California has long allowed an ambiguous boundary between public and private land along its coast. Climate change is testing the limits of this compromise.

A foundational assumption of private property law is that land is static enough to be mapped, gridded, and divided. The trouble with this assumption is that the space where the ocean meets the sand is ambulant — ambulant always and by definition, although as climate change accelerates, the degree of ambulation increases at pace.

The method sanctioned by the U.S. Supreme Court for calculating the boundary between public coast and private land is practically useless in the State of California today. A 1935 court case, Borax Consolidated Ltd. v. City of Los Angeles, determined that the boundary is set by the mean high tide line, calculated over a period of 18.6 years. The number 18.6 was determined by the court to be the length of time in which there might be a measurable change in sea level. The ruling offers the illusion of precision. Over a period of 103 months and six days, simply measure where the mean high tide intersects the beach (a calculation that combines the horizontal reach of the tide with the vertical depth of the tide), draw the average, and there it is. But for a variety of reasons, that’s not what happens in practice.

The most obvious stumbling block is that water levels are rising much faster today than in 1935. An average mean high tide calculated over 18.6 years is not a reliable indication of water movement in the future, or of the associated accretion or erosion of the coast. Second, demarcating a boundary via years of surveyor calculation is expensive and time-consuming. The required research entails not just tide calculations, but complicated historical analysis to determine what changes to the shoreline are “natural” as opposed to caused by humans. The agency that would make these calculations, California’s State Lands Commission, is thin on staff and resources, such that they generally only make an official declaration of the mean high tide line when it is required for settling a legal dispute. Underfunding has left the agency reactive rather than proactive, leaving large stretches of the coast open to practical uncertainty.

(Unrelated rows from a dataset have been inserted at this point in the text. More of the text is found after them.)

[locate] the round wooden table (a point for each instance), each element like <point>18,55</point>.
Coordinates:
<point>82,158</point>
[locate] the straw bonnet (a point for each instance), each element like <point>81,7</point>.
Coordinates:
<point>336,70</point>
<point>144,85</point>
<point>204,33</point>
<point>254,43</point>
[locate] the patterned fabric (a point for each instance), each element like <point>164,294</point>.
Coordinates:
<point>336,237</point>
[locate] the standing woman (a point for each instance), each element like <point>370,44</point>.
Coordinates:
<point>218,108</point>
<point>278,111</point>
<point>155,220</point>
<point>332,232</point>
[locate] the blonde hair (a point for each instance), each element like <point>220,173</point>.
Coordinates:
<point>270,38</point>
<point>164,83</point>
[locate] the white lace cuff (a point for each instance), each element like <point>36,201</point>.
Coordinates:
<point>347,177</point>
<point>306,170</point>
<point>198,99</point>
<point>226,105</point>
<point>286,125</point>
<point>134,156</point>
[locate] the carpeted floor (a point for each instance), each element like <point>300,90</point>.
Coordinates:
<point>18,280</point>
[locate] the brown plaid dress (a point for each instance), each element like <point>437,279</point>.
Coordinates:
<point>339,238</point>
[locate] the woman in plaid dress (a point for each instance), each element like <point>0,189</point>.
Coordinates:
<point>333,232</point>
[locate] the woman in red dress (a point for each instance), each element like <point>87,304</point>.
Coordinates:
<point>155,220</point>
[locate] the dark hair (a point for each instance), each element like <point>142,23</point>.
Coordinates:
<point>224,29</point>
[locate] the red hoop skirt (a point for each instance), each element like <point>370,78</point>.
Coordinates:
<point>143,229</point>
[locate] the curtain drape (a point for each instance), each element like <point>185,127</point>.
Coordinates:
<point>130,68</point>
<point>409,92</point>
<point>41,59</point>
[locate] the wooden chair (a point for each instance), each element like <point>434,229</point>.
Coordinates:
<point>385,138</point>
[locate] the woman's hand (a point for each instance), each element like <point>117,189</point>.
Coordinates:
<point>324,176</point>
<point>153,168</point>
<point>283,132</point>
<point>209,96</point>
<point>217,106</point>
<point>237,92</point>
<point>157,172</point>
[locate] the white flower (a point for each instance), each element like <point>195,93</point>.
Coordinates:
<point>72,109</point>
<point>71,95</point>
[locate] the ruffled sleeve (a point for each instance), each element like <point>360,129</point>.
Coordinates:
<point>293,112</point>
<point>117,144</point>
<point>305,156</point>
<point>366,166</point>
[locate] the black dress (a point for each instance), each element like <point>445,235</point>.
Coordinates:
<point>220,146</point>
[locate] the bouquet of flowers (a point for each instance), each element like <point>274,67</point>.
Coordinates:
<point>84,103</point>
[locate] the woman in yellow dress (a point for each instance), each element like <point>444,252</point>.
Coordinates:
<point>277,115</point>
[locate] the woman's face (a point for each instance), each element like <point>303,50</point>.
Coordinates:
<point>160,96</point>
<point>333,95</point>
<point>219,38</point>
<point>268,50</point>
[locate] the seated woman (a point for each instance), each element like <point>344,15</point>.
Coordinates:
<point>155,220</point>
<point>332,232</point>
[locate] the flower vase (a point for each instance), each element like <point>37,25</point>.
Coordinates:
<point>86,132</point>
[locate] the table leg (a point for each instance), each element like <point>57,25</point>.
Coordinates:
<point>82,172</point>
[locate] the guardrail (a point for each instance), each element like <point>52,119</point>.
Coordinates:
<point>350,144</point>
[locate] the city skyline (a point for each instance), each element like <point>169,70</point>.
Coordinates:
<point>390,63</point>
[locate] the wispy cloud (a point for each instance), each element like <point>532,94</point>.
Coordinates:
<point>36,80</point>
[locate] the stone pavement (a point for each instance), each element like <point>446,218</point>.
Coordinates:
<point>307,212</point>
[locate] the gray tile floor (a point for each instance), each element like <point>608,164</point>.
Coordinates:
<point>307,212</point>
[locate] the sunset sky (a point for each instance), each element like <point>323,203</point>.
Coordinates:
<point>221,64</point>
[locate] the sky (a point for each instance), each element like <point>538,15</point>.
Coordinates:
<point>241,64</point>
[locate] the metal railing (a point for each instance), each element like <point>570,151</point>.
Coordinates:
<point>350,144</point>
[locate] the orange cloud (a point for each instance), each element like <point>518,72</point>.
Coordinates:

Third, public space in many cases extends beyond the mean high tide line. In Malibu, and many other parts of California, beachfront homeowners use an expanded public beach as a bargaining chip when seeking home improvements. That is, they set up a lateral easement for the dry sand in front of their property in exchange for permission to make improvements on their home — a new deck or an extra bedroom — which would otherwise not be permitted. From above, Escondido Beach’s property lines look like a set of crooked teeth, with random strips of private land smashed between public space. Were you to walk along the beach, keeping a perfectly consistent distance from the water, you would pass through swaths of private land and swaths of public land. As the Los Angeles Times put it, “it’s impossible to tell which houses have these easements, and which do not, without carrying a sheaf of maps and property records.”